Lámpara es tu Palabra para mis pasos. (Dom III del T.O.)

“El sacerdote Esdras trajo el libro de la ley ante la comunidad. Leyó el libro en la plaza que está delante de la Puerta del Agua, desde la mañana hasta el mediodía, ante los hombres, las mujeres y los que tenían uso de razón. Todo el pueblo escuchaba con atención la lectura de la ley”. Celebramos el “domingo de la Palabra de Dios” por tercer año. ¡Qué importante y qué necesario que los creyentes valoremos, leamos y escuchemos; y sobre todo acojamos su Palabra! A veces necesitamos alguien que haga lo que el sacerdote Esdras, leer, leer incansablemente una Palabra diferente a la humana. Estamos saturados de palabras, algunas cansinas, otras interesadas, otras malintencionadas, que tratan de vendernos algo o persuadirnos de alguna cosa.

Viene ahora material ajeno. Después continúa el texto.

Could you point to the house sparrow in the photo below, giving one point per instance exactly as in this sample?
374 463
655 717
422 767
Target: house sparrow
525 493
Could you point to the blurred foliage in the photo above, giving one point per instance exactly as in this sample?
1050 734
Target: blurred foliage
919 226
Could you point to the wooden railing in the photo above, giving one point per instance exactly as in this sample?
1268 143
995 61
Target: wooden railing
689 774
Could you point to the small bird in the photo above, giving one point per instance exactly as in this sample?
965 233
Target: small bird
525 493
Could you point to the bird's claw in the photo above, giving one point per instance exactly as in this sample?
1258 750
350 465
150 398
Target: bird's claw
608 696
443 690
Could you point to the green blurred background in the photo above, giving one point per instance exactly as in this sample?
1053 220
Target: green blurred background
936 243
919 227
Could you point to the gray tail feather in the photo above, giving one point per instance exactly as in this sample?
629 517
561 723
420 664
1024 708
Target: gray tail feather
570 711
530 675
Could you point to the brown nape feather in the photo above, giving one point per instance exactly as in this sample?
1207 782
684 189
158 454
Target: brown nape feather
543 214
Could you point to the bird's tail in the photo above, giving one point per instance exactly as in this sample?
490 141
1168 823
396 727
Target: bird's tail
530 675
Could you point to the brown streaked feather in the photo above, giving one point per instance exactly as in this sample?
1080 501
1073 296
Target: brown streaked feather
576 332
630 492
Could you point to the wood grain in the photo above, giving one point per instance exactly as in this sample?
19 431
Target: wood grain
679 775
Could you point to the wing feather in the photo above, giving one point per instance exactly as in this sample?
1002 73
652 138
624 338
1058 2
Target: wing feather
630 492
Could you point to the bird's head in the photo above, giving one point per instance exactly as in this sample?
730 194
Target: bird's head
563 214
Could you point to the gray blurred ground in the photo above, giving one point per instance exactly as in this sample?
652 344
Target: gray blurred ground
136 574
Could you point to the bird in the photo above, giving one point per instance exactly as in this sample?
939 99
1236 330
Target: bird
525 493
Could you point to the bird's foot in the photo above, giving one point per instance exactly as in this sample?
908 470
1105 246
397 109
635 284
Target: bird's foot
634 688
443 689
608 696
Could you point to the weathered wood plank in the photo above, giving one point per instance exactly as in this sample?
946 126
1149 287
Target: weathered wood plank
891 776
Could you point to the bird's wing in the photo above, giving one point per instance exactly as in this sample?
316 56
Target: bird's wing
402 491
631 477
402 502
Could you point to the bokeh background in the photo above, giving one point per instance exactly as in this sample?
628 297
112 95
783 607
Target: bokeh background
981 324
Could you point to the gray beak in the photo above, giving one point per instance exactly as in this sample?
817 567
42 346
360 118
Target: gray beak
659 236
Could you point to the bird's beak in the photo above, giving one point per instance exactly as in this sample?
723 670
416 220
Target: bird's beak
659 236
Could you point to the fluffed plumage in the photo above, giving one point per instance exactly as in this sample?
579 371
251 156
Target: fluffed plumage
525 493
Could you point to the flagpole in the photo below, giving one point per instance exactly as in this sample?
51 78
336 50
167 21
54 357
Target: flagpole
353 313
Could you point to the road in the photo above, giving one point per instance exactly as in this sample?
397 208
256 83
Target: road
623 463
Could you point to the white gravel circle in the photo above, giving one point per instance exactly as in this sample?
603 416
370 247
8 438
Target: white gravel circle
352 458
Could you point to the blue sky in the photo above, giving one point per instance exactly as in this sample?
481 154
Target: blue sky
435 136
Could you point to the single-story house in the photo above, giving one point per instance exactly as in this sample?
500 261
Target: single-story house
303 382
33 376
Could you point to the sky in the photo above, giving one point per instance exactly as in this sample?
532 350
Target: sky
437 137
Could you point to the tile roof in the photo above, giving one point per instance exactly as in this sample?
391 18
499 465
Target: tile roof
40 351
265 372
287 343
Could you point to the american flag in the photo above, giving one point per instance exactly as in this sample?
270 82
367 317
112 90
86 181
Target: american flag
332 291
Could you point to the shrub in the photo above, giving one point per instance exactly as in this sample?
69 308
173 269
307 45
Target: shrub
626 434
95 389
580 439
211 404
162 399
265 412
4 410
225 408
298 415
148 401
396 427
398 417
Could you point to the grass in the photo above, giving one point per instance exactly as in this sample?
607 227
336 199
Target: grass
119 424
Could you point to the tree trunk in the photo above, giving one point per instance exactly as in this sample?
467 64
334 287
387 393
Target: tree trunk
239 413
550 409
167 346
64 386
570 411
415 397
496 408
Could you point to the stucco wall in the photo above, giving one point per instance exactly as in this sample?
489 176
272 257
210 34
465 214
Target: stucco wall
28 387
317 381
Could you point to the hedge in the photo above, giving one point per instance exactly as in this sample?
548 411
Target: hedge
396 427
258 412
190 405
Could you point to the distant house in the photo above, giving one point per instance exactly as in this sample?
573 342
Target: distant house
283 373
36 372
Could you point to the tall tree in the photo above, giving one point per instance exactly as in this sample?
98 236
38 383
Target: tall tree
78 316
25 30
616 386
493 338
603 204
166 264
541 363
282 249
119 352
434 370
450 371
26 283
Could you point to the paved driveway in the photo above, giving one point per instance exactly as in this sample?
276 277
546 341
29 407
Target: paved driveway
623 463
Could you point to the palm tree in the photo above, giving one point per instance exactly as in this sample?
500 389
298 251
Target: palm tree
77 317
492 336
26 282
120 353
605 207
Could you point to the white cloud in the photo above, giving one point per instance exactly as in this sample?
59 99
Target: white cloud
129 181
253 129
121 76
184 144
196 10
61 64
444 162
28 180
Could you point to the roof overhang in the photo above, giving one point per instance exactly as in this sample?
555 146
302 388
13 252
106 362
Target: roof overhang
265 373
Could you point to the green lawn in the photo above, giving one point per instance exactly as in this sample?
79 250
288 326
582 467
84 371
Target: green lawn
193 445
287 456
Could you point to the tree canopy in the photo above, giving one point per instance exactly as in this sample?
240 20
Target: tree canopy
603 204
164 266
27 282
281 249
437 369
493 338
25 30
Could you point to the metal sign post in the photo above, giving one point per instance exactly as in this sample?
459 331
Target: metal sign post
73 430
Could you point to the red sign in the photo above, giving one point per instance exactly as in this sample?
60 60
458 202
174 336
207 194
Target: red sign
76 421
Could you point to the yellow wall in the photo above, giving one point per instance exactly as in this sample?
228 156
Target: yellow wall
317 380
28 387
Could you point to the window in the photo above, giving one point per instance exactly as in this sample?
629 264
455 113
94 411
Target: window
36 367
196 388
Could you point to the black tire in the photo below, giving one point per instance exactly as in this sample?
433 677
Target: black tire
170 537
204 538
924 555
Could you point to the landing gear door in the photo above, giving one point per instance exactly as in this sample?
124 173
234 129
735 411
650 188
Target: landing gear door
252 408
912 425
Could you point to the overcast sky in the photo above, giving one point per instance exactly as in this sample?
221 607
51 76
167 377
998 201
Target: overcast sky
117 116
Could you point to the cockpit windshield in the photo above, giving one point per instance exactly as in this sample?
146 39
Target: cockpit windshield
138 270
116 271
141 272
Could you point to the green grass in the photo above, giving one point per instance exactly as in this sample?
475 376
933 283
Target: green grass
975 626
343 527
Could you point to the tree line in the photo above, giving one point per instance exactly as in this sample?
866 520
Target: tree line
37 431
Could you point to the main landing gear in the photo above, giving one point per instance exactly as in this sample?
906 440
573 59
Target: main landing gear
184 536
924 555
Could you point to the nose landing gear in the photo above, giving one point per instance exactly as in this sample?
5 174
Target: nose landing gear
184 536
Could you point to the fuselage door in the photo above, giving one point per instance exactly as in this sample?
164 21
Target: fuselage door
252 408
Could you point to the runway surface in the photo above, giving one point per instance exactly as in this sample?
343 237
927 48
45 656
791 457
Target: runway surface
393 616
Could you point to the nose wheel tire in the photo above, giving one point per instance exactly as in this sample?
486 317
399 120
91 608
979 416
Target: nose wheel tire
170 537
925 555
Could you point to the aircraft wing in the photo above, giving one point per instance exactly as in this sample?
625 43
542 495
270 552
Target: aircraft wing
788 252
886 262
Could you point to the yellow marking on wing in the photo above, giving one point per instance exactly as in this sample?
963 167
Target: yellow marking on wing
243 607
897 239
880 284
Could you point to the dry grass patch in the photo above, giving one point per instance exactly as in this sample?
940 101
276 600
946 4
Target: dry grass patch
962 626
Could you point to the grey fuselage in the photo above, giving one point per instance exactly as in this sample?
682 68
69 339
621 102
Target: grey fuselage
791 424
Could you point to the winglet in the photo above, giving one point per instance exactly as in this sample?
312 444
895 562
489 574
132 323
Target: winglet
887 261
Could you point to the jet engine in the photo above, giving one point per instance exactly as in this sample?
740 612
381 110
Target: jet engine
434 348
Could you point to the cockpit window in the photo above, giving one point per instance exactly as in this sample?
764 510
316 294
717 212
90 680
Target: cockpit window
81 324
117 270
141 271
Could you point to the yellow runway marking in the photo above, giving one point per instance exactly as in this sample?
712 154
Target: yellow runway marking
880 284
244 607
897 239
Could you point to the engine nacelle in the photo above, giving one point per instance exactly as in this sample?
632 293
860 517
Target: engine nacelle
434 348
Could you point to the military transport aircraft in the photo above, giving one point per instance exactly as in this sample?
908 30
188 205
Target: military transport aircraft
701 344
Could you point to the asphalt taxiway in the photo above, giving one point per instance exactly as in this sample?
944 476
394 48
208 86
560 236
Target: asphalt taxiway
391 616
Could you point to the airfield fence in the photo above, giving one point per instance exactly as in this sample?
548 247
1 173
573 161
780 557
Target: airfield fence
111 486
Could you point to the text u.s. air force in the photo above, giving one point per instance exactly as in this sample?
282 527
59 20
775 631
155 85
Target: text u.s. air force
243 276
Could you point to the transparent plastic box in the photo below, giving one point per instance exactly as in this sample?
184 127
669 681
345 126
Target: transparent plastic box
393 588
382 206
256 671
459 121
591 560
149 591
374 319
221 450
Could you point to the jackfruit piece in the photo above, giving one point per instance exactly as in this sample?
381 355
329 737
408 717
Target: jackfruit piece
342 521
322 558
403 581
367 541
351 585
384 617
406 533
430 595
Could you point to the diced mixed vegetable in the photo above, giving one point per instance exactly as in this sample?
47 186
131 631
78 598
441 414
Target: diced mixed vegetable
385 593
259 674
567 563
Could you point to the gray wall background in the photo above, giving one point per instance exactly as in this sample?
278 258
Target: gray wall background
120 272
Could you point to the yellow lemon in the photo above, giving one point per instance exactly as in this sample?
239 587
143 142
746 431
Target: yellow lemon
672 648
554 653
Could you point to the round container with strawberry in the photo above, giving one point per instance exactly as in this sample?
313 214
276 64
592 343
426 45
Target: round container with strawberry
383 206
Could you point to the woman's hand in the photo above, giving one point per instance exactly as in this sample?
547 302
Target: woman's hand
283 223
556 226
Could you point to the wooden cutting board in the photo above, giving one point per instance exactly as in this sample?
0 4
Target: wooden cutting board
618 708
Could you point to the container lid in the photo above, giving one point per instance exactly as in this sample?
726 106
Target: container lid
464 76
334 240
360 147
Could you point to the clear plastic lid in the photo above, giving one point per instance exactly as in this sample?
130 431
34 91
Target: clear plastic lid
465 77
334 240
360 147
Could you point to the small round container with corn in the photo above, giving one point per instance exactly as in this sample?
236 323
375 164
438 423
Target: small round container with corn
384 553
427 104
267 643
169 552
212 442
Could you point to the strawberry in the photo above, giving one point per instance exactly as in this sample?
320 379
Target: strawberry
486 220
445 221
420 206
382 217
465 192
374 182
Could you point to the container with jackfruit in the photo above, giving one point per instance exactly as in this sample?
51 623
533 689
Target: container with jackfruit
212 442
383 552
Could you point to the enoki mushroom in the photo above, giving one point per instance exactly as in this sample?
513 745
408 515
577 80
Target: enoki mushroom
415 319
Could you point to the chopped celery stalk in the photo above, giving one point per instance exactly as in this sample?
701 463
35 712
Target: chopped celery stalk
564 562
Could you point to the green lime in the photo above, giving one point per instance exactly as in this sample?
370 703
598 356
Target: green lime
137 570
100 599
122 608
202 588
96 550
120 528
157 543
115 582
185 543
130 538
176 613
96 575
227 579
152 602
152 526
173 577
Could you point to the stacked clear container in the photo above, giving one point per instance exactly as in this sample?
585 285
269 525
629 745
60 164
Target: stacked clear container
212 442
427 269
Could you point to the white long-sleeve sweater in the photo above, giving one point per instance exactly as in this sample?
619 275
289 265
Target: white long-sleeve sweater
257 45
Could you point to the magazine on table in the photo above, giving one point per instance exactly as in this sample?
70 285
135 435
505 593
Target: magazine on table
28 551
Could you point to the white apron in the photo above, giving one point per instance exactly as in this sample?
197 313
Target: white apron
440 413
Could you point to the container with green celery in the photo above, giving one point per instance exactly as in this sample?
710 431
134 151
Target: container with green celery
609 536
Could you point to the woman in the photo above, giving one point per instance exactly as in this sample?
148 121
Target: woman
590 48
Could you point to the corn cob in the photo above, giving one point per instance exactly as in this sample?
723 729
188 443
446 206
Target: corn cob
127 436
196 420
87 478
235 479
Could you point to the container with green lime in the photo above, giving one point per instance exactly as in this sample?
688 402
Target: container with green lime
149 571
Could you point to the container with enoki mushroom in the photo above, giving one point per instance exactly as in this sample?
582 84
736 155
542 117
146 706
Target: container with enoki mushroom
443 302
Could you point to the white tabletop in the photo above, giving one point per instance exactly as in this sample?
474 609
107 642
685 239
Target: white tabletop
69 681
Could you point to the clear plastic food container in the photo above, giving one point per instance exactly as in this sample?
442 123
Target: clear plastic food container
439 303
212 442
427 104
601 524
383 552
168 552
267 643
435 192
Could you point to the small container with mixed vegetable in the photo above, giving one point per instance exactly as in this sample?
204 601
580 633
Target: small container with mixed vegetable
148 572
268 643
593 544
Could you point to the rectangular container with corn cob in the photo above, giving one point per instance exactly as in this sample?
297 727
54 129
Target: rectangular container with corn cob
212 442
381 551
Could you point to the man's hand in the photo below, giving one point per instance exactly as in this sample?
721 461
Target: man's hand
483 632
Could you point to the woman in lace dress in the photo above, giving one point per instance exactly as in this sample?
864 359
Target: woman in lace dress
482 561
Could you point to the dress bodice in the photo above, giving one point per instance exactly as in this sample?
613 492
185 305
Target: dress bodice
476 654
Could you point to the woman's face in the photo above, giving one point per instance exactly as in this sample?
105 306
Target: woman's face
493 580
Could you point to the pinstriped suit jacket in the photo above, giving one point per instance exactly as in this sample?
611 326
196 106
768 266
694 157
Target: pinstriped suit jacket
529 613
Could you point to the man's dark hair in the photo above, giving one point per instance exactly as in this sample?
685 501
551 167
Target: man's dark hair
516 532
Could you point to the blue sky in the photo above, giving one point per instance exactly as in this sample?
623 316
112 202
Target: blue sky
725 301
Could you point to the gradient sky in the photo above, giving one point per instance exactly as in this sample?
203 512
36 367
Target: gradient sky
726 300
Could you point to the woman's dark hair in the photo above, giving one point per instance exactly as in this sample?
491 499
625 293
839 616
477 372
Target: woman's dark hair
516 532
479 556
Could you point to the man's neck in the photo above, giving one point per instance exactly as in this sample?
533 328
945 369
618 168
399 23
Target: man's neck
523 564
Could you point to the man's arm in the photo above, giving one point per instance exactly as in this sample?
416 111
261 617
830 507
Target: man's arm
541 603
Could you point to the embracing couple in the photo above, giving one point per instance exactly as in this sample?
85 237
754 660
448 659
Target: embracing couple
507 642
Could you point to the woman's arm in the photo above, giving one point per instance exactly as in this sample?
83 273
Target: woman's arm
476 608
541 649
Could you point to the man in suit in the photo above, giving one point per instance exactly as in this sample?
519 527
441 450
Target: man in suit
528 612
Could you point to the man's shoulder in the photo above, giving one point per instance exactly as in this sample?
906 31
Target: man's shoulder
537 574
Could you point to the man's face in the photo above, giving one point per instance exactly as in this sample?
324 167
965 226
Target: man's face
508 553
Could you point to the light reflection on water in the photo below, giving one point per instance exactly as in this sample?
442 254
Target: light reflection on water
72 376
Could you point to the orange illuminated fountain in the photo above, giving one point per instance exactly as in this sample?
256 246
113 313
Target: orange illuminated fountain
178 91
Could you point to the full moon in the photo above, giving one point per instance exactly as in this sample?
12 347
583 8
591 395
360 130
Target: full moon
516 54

Instagramers, políticos, publicistas, tertulianos y a veces también los sacerdotes… nos convertimos en  “profesionales de la palabra”, o mejor dicho de “las palabras”, de la verborrea. Pero cansan, hastían, no conmueven sino que remueven e invitan a dejar de oír, a cambiar de canal, a buscar algo diferente y auténtico. Eso diferente y auténtico, que anhela nuestro corazón, que necesita nuestra mente y nuestra vida se llama Palabra de Dios. Una Palabra que no nos regala el oído, no nos dice aquello que esperamos oír. Pero sí que ensancha nuestra vida, nos consuela a veces, nos desafía a crecer, a amar, a perdonar otras… nos empuja a la humildad y a la oración en medio de muchas luchas y adversidades. Una Palabra que aún siendo divina, pues está inspirada, es profundamente humana. Está hecha de vidas, de historias, de experiencias humanas: de pecado y de gracia, de sentimientos y de ideas de otros hombres y mujeres como nosotros, está hecha de negación y de afirmación a la voluntad de Dios.

Todavía alguno puede preguntarse, pero ¿por qué necesito yo la Palabra de Dios si ya hago muchas cosas santas en mi práctica de fe (rosario, adoración, santa misa…)? Pues por la dureza de nuestro corazón humano. Tendemos a hacer monólogos, discursos cerrados en los que nos autojustificamos, y buscamos “autosostenernos”, reafirmarnos al margen de Dios. Sólo la acogida sincera de la Palabra de Dios que nos desinstala y rompe nuestras inercias puede volvernos continuamente al camino de Dios, a sus senderos santos, a su voluntad. Las inercias humanas, nuestra pequeñez que busca seguridad en las cosas más mundanas y se enorgullece de sus “buenas obras”, nos aleja con frecuencia de Dios y de su Palabra. Por eso el salmista le dice a Dios después de escucharle: “Que te agraden las palabras de mi boca, y llegue a tu presencia el meditar de mi corazón, Señor, roca mía, redentor mío”.

Jesús actualiza y comunica mejor que nadie la Palabra de Dios. De hecho, ¡Él ES la Palabra de Dios hecha carne! Por eso su primera predicación en la Sinagoga de Nazaret no podía ser más impactante. Poniendo en vigor lo que Isaías escribió en su día: «El Espíritu del Señor está sobre mí, porque él me ha ungido. Me ha enviado a evangelizar a los pobres, a proclamar a los cautivos la libertad, y a los ciegos, la vista; a poner en libertad a los oprimidos; a proclamar el año de gracia del Señor». Jesús nos dice como Testigo gozoso de la obra de Dios, lo que ocurre cuando acogemos esa  Palabra y nos dejamos llenar por su Espíritu: el Evangelio -la Buena Noticia- se proclama, se anuncia la libertad, hay sanación, liberación y gozo para todos los que sufren y los pobres. Su Palabra es transformadora y eficaz. Cambia los corazones. Renueva las mentes. Y nos empuja al compromiso y a la solidaridad con todos los sufrientes, con todos los marginados y pobres. A quien acoge esta Palabra le posee el mismo Espíritu de Dios que es misericordioso y fiel, que no abandona a nadie. Dios nos ayuda a ser “personas-para-los-demás”, totalmente compasivos, totalmente acogedores para quien más lo necesita. Abre los oídos y el alma, hermano, para que la Palabra te cambie.